Is there another center cap that will fit? Preferably a VW Symbol?


_Modified by VWGolfA4 at 3:19 PM 5-11-2008_


----------



## frenchfriedcaddy (Jan 31, 2006)

*Re: Alternative Center Caps for Enkei RPF1's? (VWGolfA4)*

You could do what I'm doing, I guess...
I've got BMW bottlecaps, and I'm replacing the BMW center logos with VW ones that I got off ebay. 

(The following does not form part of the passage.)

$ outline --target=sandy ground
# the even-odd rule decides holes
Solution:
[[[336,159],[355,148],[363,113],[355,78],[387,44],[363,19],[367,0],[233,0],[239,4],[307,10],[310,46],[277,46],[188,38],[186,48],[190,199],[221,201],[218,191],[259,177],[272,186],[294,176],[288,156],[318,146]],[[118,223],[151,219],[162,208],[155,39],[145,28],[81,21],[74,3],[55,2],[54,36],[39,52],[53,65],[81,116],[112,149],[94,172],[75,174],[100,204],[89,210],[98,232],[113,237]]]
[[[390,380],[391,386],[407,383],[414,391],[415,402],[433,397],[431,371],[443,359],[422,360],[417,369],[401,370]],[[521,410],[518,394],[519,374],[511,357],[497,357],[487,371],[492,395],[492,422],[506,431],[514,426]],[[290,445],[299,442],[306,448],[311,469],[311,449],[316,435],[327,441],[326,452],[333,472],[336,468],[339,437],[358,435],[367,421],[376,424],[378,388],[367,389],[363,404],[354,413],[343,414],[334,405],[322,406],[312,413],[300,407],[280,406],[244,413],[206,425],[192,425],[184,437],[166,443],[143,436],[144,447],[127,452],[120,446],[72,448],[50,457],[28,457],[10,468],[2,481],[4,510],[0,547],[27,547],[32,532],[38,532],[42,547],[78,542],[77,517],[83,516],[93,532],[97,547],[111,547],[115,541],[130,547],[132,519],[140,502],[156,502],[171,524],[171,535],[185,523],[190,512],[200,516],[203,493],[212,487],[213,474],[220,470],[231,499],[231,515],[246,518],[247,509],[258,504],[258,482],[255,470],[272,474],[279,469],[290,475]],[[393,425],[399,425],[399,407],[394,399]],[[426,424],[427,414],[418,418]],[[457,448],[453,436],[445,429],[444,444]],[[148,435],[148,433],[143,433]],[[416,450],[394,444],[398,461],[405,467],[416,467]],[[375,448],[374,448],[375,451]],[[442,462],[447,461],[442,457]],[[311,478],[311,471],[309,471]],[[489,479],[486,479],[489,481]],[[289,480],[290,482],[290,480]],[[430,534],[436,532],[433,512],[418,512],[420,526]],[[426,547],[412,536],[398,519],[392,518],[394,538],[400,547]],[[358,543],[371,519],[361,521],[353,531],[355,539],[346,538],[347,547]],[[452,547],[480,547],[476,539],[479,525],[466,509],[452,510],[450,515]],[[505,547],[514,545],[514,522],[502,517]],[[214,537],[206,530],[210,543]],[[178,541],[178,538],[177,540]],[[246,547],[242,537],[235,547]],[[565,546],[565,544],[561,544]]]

http://cgi.ebay.com/ebaymotors...wItem









They're not "factory vw" accessories or anything, but they look like they're decent quality. Mine are 1.75", but there are others out there that are different sizes, not sure how big that enkei centercap logo is, but you could check when you get them... So you still use the same cap, but with a different logo in the middle, get it?


----------



## VWGolfA4 (Apr 5, 2000)

*Re: Alternative Center Caps for Enkei RPF1's? (frenchfriedcaddy)*

Thank you!


----------



## frenchfriedcaddy (Jan 31, 2006)

*Re: Alternative Center Caps for Enkei RPF1's? (VWGolfA4)*

np. If you keep an eye out, sometimes he lists them as a 16.99 auction instead of the 19.99 buy-it-now price, that's how I got mine http://****************.com/smile/emthup.gif


----------



## VWGolfA4 (Apr 5, 2000)

*Re: Alternative Center Caps for Enkei RPF1's? (frenchfriedcaddy)*

Option above is no longer available, does anyone else know of anything?


----------